Alon Huri, co-founder of Next Insurance, sold last year to Munich Re for $2.6 billion, and now a partner at Team8, also believes it’s premature to write software’s obituary. “The question has changed,” he says. “It’s no longer what you give the customer, but how. CEOs of companies with over 500 employees must rethink organizational structures from the ground up, what functions are still necessary, and which are not.”
Huri describes building a startup with three core programmers and a handful of outsourced developers abroad, achieving what once required 30 employees. “That’s the earthquake,” he says. “AI must create a ten-to-one productivity multiplier.” Both Huri and Shahar agree software won’t disappear, but pricing models and performance metrics will change. Huri expects investors to focus on ARR per employee rather than absolute ARR, while Shahar predicts outcome-based pricing tied to customer results.
“The era of hypergrowth is probably over,” Shahar says. “Software companies will grow in single digits, but remain profitable, driving private-equity acquisitions rather than IPOs.” Mature startups, he adds, are rebuilding products around AI agents. “Instead of selling a product, they’ll sell a result.”
Despite heavy reliance on software, optimism persists in Israel, rooted in the country’s deep-tech heritage. “We were good at software, but historically Israel has always excelled in deep tech,” says Shahar. “There’s no reason we can’t succeed again.” Huri agrees: “We didn’t invent the internet, the cloud, or AI, but we’ve always been exceptional at exploiting change.” He cautions startups to build products unlikely to be commoditized by OpenAI or others, such as mortgage advisory systems.
This advice is easier given than followed. Tech giants with vast budgets routinely release new agents that instantly render entire startup categories obsolete.
Handelsman, who focuses on hardware investments, sees opportunity rather than risk. “There’s deep expertise in chips here,” he says. “I see two or three companies every day tackling real physical problems in data centers, power, cooling, connectivity, cabling. These constraints are why AI isn’t a bubble. In 2000, there were no physical bottlenecks. Today, there are queues for electricity, GPUs, and transformers.”
Those constraints, he argues, create opportunity. “Companies on the scale of Nice or monday can be built here, even in hardware, just as SolarEdge, Mellanox, and Tower were.”
This is not the end of the story.
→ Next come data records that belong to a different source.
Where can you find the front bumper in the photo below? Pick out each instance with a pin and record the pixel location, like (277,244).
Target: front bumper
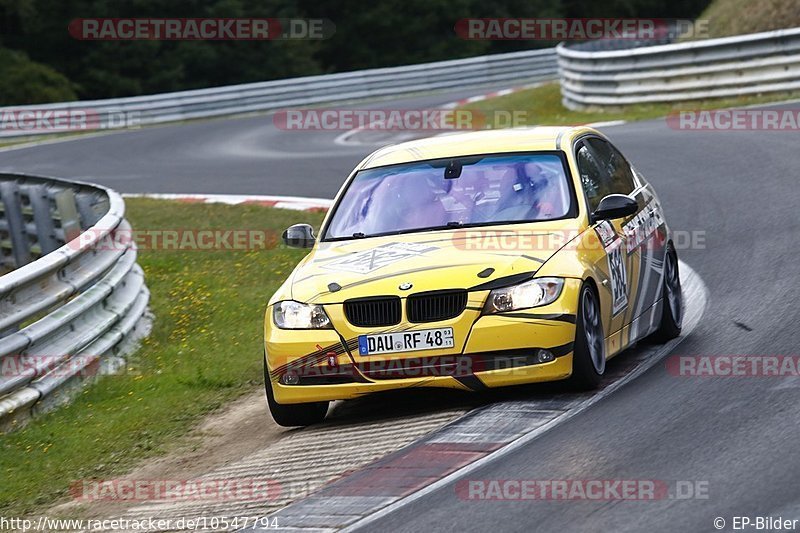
(490,351)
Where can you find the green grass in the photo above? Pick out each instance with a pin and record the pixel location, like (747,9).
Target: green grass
(542,105)
(737,17)
(205,350)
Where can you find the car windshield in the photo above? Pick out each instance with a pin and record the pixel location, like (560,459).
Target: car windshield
(452,193)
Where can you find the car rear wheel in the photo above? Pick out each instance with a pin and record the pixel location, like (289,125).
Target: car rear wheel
(589,355)
(296,414)
(672,301)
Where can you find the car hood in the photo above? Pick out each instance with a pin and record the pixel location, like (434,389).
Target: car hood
(433,260)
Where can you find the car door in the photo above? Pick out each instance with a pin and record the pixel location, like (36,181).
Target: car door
(604,171)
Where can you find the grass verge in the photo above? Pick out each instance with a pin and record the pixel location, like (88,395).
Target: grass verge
(205,350)
(542,105)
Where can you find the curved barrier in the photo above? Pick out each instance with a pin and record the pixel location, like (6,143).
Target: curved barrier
(731,66)
(527,66)
(73,301)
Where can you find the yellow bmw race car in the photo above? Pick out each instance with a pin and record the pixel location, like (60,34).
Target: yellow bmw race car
(472,261)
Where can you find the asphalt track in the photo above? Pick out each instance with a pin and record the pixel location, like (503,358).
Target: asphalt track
(740,435)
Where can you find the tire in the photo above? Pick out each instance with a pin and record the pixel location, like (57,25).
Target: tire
(295,414)
(589,354)
(672,300)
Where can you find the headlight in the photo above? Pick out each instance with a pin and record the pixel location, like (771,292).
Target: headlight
(534,293)
(295,315)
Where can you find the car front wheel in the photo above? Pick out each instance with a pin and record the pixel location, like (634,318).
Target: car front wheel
(589,355)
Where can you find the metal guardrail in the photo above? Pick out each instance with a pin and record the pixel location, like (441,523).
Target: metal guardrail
(526,66)
(73,302)
(715,68)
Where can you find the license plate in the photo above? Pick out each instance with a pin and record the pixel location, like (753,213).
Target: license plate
(406,341)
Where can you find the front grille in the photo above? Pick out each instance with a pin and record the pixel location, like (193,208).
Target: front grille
(435,305)
(372,312)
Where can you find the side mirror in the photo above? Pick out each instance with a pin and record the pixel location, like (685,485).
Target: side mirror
(299,236)
(615,206)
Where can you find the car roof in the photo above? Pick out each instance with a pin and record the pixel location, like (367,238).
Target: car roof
(473,143)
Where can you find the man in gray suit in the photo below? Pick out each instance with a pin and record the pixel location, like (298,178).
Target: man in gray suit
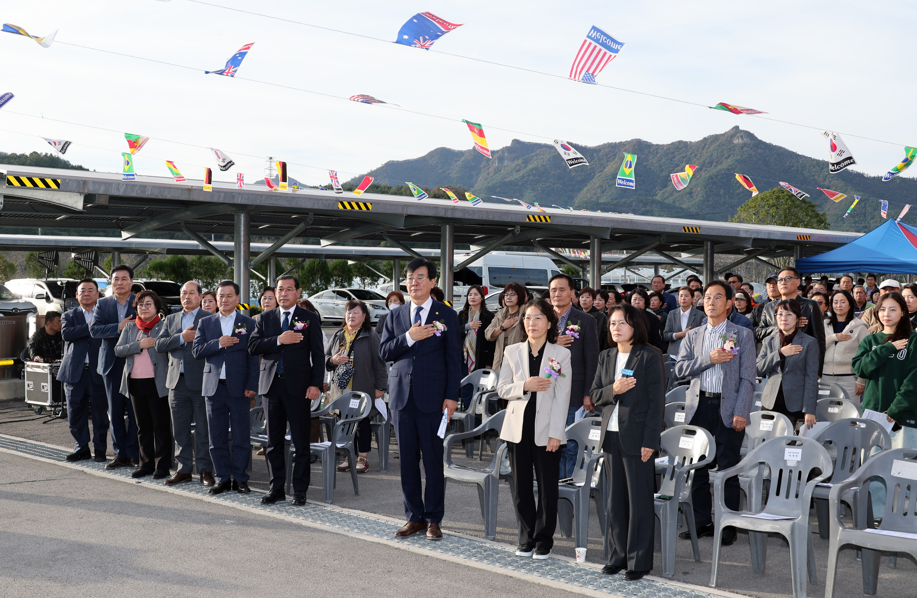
(184,382)
(681,320)
(719,358)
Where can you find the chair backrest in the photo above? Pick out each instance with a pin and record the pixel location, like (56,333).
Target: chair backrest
(587,434)
(684,445)
(766,425)
(832,409)
(674,415)
(853,441)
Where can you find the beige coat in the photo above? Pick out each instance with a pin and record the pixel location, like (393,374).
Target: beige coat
(551,405)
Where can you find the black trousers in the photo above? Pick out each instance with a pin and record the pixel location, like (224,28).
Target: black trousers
(728,445)
(631,516)
(154,424)
(281,407)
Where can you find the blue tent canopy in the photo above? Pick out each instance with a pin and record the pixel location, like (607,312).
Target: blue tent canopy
(891,247)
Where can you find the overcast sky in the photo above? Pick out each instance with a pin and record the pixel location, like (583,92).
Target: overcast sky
(841,65)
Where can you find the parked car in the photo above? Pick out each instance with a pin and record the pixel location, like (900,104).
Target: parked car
(331,303)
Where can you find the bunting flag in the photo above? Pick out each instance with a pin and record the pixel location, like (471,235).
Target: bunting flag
(477,133)
(626,173)
(799,194)
(44,42)
(59,144)
(127,172)
(910,154)
(746,182)
(572,157)
(333,174)
(367,181)
(176,173)
(596,51)
(135,142)
(419,194)
(856,200)
(423,29)
(681,179)
(840,157)
(223,161)
(233,64)
(735,109)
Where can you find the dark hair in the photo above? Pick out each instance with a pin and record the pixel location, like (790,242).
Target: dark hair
(634,320)
(290,277)
(547,311)
(418,263)
(904,328)
(157,302)
(125,268)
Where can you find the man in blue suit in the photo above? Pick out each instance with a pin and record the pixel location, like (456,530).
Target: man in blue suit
(423,339)
(230,380)
(79,374)
(112,315)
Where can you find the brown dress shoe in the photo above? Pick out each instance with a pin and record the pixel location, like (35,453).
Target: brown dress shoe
(434,532)
(410,528)
(178,478)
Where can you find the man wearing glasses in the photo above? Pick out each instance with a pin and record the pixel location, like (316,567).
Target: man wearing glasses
(811,321)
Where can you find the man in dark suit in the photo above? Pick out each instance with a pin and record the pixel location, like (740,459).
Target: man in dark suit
(79,373)
(577,332)
(424,341)
(184,379)
(230,380)
(289,340)
(112,314)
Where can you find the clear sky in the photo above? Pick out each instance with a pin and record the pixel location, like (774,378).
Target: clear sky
(841,65)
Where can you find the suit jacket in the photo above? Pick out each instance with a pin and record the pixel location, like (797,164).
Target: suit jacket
(168,342)
(303,362)
(77,344)
(673,325)
(432,366)
(799,376)
(241,368)
(128,346)
(551,406)
(640,409)
(738,374)
(104,326)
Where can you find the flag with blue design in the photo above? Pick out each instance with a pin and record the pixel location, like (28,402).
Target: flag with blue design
(423,29)
(233,64)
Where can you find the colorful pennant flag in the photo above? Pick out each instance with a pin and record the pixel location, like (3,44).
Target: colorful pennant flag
(44,42)
(223,161)
(127,172)
(626,173)
(910,154)
(135,142)
(572,157)
(596,51)
(735,109)
(840,157)
(799,194)
(59,144)
(335,182)
(746,182)
(681,179)
(477,133)
(423,29)
(233,64)
(176,173)
(419,194)
(367,181)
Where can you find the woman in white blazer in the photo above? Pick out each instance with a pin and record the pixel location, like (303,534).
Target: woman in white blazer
(535,381)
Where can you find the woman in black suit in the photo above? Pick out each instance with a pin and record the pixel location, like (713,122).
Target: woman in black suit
(630,385)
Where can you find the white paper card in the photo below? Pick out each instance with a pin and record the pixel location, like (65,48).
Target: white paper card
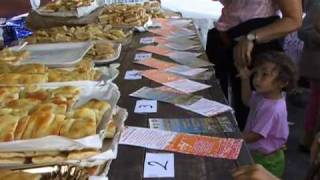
(185,70)
(186,85)
(142,56)
(158,165)
(149,138)
(147,40)
(133,75)
(207,107)
(146,106)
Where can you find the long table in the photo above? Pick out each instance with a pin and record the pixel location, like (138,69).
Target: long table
(130,161)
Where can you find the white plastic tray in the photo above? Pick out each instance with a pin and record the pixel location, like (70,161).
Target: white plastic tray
(56,54)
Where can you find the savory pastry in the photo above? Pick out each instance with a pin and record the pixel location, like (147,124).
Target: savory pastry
(18,175)
(83,154)
(78,128)
(48,159)
(111,129)
(14,160)
(16,78)
(100,107)
(8,125)
(8,94)
(43,123)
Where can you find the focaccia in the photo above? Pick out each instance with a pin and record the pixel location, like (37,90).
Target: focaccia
(48,159)
(18,175)
(43,123)
(8,94)
(14,160)
(78,128)
(16,78)
(8,125)
(100,107)
(23,104)
(84,154)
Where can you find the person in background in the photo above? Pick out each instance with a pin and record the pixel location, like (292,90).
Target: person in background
(309,68)
(12,8)
(253,172)
(267,130)
(244,26)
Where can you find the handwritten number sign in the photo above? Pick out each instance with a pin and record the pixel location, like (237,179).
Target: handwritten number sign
(159,165)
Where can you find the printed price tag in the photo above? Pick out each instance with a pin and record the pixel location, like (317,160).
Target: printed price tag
(142,56)
(147,40)
(133,75)
(159,165)
(146,106)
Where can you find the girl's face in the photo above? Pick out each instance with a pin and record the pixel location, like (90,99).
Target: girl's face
(265,79)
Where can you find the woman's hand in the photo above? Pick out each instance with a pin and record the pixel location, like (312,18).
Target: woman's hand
(253,172)
(242,52)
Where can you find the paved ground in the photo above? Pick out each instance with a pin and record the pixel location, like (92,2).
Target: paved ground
(297,162)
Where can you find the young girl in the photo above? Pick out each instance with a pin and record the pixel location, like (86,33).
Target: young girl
(266,131)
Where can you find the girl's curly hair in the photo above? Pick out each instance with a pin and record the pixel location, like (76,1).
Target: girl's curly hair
(288,72)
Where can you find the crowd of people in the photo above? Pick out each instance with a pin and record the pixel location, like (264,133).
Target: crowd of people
(246,46)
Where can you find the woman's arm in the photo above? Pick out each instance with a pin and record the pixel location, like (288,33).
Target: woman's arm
(291,20)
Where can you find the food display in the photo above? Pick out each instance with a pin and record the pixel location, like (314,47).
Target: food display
(65,5)
(124,15)
(13,57)
(102,51)
(78,33)
(153,9)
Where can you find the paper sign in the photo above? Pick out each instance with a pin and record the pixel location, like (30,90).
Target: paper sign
(133,75)
(155,63)
(186,85)
(165,96)
(146,106)
(228,148)
(156,50)
(160,76)
(147,40)
(185,70)
(142,56)
(207,107)
(158,165)
(143,137)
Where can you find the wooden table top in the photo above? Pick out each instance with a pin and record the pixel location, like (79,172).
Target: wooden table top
(130,161)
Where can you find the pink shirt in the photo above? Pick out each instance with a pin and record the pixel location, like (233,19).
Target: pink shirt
(268,118)
(235,12)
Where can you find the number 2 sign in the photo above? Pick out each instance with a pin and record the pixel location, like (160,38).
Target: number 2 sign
(159,165)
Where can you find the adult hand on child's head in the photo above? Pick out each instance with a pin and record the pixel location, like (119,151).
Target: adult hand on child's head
(242,52)
(253,172)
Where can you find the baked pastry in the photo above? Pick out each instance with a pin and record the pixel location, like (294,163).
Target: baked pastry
(8,125)
(8,94)
(16,78)
(83,154)
(78,128)
(18,175)
(43,123)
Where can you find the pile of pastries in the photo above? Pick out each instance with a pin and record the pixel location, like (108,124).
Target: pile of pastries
(65,5)
(77,33)
(39,73)
(102,50)
(34,113)
(124,15)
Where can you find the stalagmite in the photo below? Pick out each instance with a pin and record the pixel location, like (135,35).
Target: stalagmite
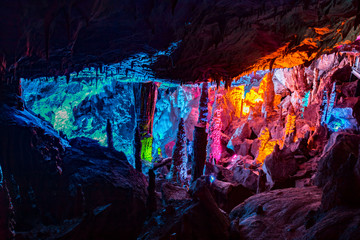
(214,145)
(179,159)
(267,89)
(11,93)
(290,126)
(109,135)
(145,95)
(261,184)
(200,136)
(332,102)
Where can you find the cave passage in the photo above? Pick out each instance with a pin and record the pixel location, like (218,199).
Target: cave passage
(180,120)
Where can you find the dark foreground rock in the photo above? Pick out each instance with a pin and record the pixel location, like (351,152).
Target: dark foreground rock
(199,219)
(68,191)
(226,195)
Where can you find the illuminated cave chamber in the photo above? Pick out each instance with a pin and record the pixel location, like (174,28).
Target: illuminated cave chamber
(190,119)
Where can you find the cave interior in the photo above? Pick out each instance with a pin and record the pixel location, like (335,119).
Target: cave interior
(179,119)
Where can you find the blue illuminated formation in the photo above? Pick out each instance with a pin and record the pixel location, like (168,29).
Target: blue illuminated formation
(212,178)
(82,105)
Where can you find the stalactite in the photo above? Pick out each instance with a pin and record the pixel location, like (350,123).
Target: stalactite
(178,171)
(203,105)
(324,107)
(214,145)
(109,134)
(199,152)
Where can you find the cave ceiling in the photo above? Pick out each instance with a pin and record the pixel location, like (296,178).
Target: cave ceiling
(218,38)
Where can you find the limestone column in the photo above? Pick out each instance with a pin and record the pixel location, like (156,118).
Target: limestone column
(145,101)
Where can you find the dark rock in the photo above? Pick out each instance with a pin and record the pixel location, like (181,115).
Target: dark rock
(227,195)
(113,192)
(50,181)
(278,214)
(279,167)
(241,133)
(339,171)
(190,219)
(246,177)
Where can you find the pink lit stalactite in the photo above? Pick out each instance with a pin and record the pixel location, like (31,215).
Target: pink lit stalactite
(215,136)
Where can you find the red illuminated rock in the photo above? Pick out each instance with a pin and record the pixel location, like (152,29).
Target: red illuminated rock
(278,214)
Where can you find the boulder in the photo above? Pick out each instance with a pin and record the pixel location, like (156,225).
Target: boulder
(241,133)
(53,181)
(246,177)
(279,166)
(171,192)
(339,171)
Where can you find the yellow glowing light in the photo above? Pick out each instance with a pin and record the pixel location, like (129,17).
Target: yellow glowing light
(267,145)
(236,96)
(277,100)
(290,124)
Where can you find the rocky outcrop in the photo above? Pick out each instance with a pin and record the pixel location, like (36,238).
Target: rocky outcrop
(50,180)
(339,171)
(279,167)
(278,214)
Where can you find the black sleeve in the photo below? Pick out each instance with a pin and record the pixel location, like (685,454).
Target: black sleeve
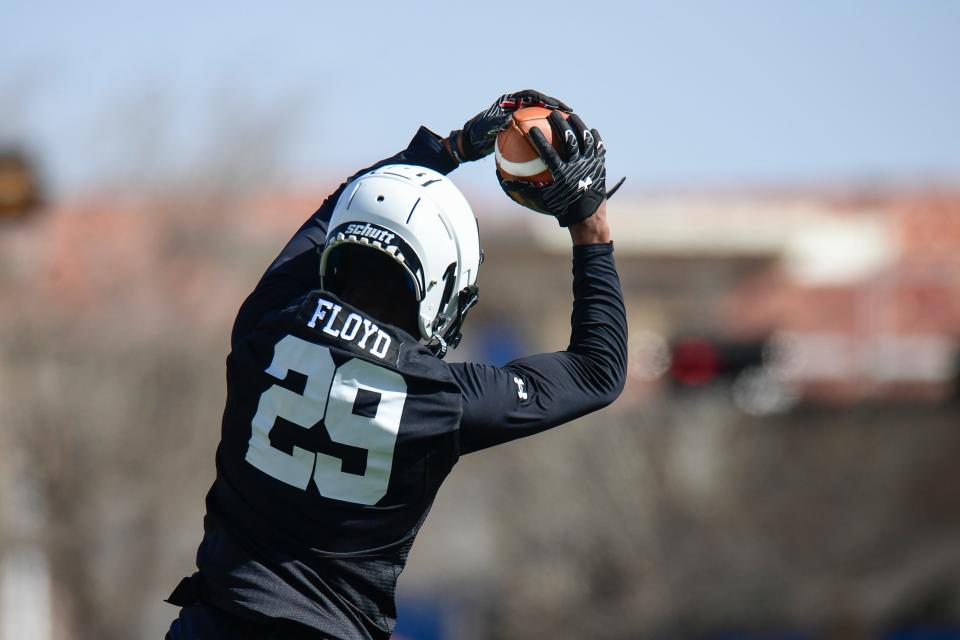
(542,391)
(297,269)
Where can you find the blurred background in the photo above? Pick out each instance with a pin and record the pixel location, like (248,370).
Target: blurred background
(783,462)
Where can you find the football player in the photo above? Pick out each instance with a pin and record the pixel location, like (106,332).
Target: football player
(342,419)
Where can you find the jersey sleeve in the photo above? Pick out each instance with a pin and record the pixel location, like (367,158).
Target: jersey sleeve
(297,269)
(535,393)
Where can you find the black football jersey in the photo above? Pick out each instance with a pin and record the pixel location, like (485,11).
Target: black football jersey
(338,430)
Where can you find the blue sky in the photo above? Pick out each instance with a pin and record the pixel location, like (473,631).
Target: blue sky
(686,94)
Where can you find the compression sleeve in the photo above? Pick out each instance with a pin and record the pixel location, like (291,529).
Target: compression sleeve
(538,392)
(297,269)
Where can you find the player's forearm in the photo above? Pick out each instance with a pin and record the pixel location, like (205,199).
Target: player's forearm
(598,324)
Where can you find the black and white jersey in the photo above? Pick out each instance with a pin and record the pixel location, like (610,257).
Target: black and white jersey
(338,431)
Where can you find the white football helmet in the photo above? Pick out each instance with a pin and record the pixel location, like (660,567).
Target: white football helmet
(420,219)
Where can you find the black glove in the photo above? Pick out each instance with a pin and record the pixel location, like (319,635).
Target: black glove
(579,179)
(480,132)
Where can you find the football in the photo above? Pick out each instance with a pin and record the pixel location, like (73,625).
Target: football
(515,155)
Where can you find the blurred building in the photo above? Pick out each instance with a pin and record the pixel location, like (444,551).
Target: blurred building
(848,298)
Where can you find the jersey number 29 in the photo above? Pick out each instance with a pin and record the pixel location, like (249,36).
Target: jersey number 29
(330,395)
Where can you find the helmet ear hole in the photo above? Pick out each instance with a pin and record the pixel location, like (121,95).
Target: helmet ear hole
(449,278)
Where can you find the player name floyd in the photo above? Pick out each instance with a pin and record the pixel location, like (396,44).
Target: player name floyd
(351,327)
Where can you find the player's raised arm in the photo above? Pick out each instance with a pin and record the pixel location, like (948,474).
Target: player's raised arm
(296,268)
(537,392)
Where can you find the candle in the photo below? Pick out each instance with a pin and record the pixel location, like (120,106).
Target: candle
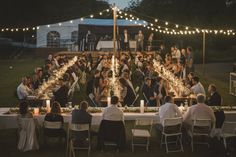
(36,111)
(48,108)
(108,101)
(141,106)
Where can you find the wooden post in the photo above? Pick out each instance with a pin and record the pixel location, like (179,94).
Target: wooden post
(203,51)
(114,30)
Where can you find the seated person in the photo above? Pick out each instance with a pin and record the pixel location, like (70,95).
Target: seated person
(55,116)
(197,87)
(199,111)
(81,116)
(112,112)
(61,95)
(24,110)
(214,99)
(127,93)
(149,92)
(168,110)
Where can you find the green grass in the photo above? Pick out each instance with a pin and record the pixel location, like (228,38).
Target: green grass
(11,78)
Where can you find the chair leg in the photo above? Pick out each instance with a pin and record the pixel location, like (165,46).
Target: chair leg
(192,143)
(161,141)
(167,150)
(225,144)
(147,144)
(181,144)
(132,144)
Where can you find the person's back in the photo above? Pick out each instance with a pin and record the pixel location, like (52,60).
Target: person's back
(113,113)
(199,111)
(169,110)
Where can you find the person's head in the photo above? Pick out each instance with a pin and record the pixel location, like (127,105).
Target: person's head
(212,88)
(24,81)
(148,81)
(123,82)
(201,98)
(23,107)
(114,100)
(189,50)
(195,80)
(168,99)
(56,108)
(97,73)
(190,75)
(83,105)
We are in the midst of a revolution whose final shape even experts struggle to imagine. Software stocks may have overcorrected, and prices could stabilize as fears subside. Large organizations adopt change slowly, especially when core systems are involved. They will continue buying, albeit more cautiously.
Veteran software companies, flush with cash, are adapting. Nice acquired a German AI startup for $1 billion; monday added AI layers to its products; Wix did both, acquiring Base44 and launching a new AI-enhanced website builder it plans to promote at the Super Bowl.
High-tech firms and startups will likely adopt AI fastest, dampening growth at legacy vendors. But many incumbents remain profitable and may evolve into slower-growing dividend-paying companies.
The harder challenge lies with new software startups once destined for high-valuation IPOs. Here, consolidation looms. Private-equity funds are circling. Orlando Bravo, founder of Thoma Bravo, told CNBC last weekend that the market now offers “unimaginable buying opportunities.”